Is there a way to enforce specific endianness for a C or C++ struct?
A bit late to the party but with current GCC (tested on 6.2.1 where it works and 4.9.2 where it's not implemented) there is finally a way to declare that a struct should be kept in X-endian byte order.
The following test program:
#include <stdio.h>
#include <stdint.h>
struct __attribute__((packed, scalar_storage_order("big-endian"))) mystruct {
uint16_t a;
uint32_t b;
uint64_t c;
};
int main(int argc, char** argv) {
struct mystruct bar = {.a = 0xaabb, .b = 0xff0000aa, .c = 0xabcdefaabbccddee};
FILE *f = fopen("out.bin", "wb");
size_t written = fwrite(&bar, sizeof(struct mystruct), 1, f);
fclose(f);
}
creates a file "out.bin" which you can inspect with a hex editor (e.g. hexdump -C out.bin). If the scalar_storage_order attribute is suppported it will contain the expected 0xaabbff0000aaabcdefaabbccddee in this order and without holes. Sadly this is of course very compiler specific.
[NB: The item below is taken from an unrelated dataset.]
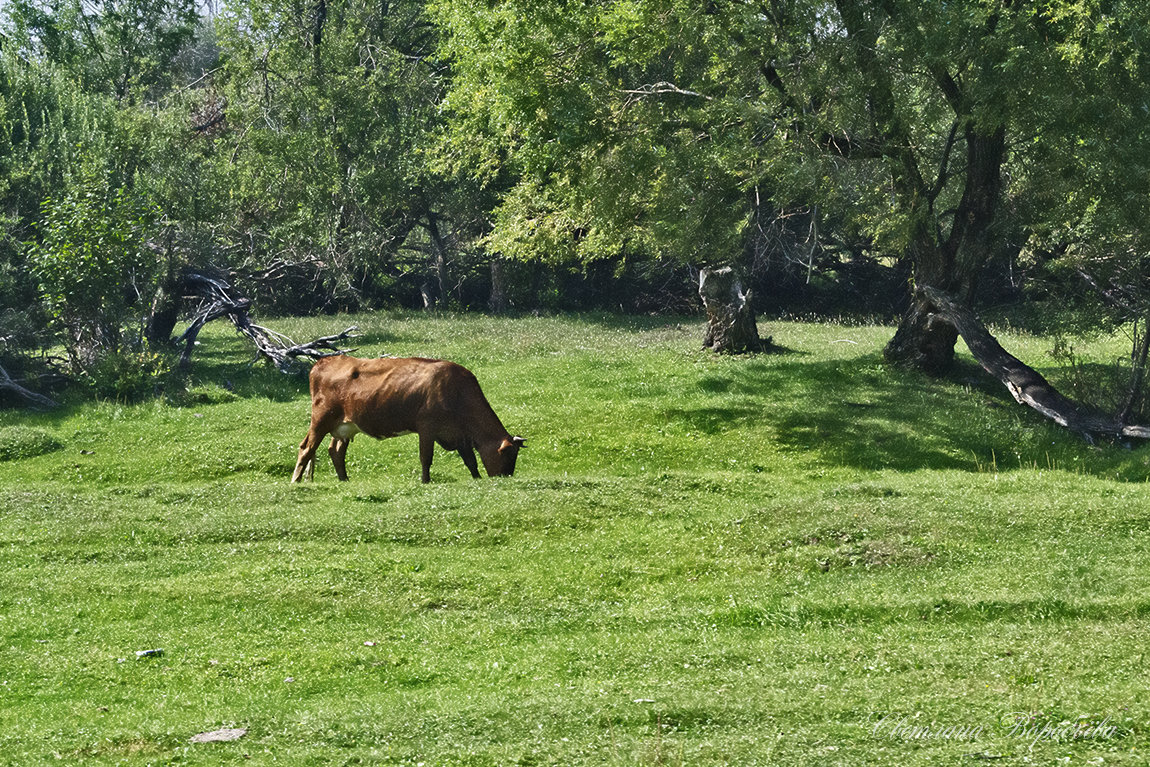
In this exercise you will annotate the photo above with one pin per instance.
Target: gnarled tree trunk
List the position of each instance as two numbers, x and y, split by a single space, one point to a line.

The way I usually handle this is like so:
#include <arpa/inet.h> // for ntohs() etc.
#include <stdint.h>
class be_uint16_t {
public:
be_uint16_t() : be_val_(0) {
}
// Transparently cast from uint16_t
be_uint16_t(const uint16_t &val) : be_val_(htons(val)) {
}
// Transparently cast to uint16_t
operator uint16_t() const {
return ntohs(be_val_);
}
private:
uint16_t be_val_;
} __attribute__((packed));
Similarly for be_uint32_t
.
Then you can define your struct like this:
struct be_fixed64_t {
be_uint32_t int_part;
be_uint32_t frac_part;
} __attribute__((packed));
The point is that the compiler will almost certainly lay out the fields in the order you write them, so all you are really worried about is big-endian integers. The be_uint16_t
object is a class that knows how to convert itself transparently between big-endian and machine-endian as required. Like this:
be_uint16_t x = 12;
x = x + 1; // Yes, this actually works
write(fd, &x, sizeof(x)); // writes 13 to file in big-endian form
In fact, if you compile that snippet with any reasonably good C++ compiler, you should find it emits a big-endian "13" as a constant.
With these objects, the in-memory representation is big-endian. So you can create arrays of them, put them in structures, etc. But when you go to operate on them, they magically cast to machine-endian. This is typically a single instruction on x86, so it is very efficient. There are a few contexts where you have to cast by hand:
be_uint16_t x = 37;
printf("x == %u\n", (unsigned)x); // Fails to compile without the cast
...but for most code, you can just use them as if they were built-in types.